For simple requests, adds CORS headers onto whatever response is given.

See also:
https://groups.google.com/a/urbit.org/g/dev/c/bb82dwEJGzM/m/q2JjNSx5BwAJ
---
 pkg/arvo/sys/vane/eyre.hoon | 107 +++++++++++++++++++++++++++++++++---
 pkg/arvo/sys/zuse.hoon      |  16 ++++++
 2 files changed, 116 insertions(+), 7 deletions(-)

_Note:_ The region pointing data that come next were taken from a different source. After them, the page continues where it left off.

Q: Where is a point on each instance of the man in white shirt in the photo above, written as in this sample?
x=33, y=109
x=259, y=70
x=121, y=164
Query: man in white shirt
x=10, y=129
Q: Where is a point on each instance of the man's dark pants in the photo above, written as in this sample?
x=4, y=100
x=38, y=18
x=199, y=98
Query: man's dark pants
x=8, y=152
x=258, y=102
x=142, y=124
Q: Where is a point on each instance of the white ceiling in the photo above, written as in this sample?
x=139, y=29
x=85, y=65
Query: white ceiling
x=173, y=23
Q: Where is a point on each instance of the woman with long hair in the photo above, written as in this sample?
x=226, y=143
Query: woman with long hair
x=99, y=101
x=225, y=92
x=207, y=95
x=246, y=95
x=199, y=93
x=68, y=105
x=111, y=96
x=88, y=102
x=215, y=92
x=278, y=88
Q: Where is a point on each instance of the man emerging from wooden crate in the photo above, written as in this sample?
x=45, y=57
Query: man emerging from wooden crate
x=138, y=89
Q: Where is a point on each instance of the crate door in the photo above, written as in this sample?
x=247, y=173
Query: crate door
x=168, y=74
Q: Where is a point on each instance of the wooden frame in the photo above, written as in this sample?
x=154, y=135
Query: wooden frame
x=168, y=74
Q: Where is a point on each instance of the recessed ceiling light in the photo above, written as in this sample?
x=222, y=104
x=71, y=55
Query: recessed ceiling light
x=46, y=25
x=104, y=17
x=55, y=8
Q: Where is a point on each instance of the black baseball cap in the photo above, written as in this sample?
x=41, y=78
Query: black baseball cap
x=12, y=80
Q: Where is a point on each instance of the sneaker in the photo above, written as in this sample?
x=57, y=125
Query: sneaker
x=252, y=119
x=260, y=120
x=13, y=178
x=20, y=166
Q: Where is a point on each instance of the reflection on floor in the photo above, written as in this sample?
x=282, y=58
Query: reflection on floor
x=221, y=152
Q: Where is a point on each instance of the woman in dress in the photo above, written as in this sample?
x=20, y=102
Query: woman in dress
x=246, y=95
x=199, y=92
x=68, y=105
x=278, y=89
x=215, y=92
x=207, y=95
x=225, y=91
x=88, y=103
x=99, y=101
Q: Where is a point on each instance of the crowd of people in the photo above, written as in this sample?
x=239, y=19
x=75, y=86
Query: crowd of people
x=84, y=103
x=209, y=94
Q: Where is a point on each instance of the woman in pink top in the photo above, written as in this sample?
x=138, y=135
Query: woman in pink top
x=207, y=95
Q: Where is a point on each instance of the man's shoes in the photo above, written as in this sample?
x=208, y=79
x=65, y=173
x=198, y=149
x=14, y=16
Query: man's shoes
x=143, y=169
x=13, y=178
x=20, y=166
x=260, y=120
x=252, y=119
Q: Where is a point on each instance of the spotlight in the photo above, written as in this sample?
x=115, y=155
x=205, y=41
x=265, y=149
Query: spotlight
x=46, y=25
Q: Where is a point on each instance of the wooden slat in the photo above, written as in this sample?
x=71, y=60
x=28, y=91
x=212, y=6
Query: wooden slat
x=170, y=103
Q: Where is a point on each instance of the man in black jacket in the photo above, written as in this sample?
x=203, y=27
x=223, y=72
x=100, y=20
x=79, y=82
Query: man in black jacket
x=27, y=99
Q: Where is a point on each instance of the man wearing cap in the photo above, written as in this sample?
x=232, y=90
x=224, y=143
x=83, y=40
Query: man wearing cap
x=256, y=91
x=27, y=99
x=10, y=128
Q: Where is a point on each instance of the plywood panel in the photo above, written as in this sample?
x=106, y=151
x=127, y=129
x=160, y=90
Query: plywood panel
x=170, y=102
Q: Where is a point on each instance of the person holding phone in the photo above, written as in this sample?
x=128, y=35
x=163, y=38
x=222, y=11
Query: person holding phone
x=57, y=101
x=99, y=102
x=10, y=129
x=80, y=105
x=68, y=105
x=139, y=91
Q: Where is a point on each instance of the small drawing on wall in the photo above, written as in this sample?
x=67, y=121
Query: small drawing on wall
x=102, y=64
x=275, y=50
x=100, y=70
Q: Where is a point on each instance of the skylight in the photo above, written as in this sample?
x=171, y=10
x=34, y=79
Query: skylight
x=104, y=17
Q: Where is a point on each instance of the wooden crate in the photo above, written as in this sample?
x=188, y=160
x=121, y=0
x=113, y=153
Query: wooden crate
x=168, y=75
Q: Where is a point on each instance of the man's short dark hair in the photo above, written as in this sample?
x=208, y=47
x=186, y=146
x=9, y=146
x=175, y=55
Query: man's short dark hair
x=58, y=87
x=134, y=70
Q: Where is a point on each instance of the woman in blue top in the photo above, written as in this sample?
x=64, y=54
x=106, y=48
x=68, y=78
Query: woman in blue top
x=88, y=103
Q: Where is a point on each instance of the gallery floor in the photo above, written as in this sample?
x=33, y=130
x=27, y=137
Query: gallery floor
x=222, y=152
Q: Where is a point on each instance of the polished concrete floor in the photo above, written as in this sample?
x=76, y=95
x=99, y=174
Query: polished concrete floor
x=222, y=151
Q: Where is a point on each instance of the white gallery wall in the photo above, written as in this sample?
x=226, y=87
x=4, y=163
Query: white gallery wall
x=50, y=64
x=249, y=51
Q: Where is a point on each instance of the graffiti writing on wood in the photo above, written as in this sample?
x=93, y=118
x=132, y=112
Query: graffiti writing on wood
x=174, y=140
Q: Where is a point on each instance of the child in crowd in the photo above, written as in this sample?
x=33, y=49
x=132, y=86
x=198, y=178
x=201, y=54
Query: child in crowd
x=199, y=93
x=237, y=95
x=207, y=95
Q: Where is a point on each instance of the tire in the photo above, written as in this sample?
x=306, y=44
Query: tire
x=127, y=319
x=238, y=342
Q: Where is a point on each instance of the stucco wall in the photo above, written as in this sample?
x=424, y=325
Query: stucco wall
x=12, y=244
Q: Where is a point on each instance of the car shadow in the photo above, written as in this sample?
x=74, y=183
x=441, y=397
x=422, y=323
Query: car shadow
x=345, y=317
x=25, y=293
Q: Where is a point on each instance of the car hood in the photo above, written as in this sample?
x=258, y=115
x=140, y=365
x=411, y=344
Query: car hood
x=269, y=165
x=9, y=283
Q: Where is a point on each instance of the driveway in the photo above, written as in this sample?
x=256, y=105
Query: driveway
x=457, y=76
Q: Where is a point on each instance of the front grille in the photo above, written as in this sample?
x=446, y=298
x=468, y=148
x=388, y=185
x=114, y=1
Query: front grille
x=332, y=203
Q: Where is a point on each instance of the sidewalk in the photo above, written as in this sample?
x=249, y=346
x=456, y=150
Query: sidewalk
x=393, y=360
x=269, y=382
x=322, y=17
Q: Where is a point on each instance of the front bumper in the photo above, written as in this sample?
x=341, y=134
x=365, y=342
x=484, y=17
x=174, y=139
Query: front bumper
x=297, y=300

diff --git a/pkg/arvo/sys/vane/eyre.hoon b/pkg/arvo/sys/vane/eyre.hoon
index f65e23517..3a22149dd 100644
--- a/pkg/arvo/sys/vane/eyre.hoon
+++ b/pkg/arvo/sys/vane/eyre.hoon
@@ -69,7 +69,7 @@
 ++  axle
   $:  ::  date: date at which http-server's state was updated to this data structure
       ::
-      date=%~2020.5.29
+      date=%~2020.9.30
       ::  server-state: state of inbound requests
       ::
       =server-state
@@ -87,6 +87,9 @@
       ::    the :binding into a (map (unit @t) (trie knot =action)).
       ::
       bindings=(list [=binding =duct =action])
+      ::  cors-registry: state used and managed by the +cors core
+      ::
+      =cors-registry
       ::  connections: open http connections not fully complete
       ::
       connections=(map duct outstanding-connection)
@@ -571,6 +574,29 @@
       [action [authenticated secure address request] ~ 0]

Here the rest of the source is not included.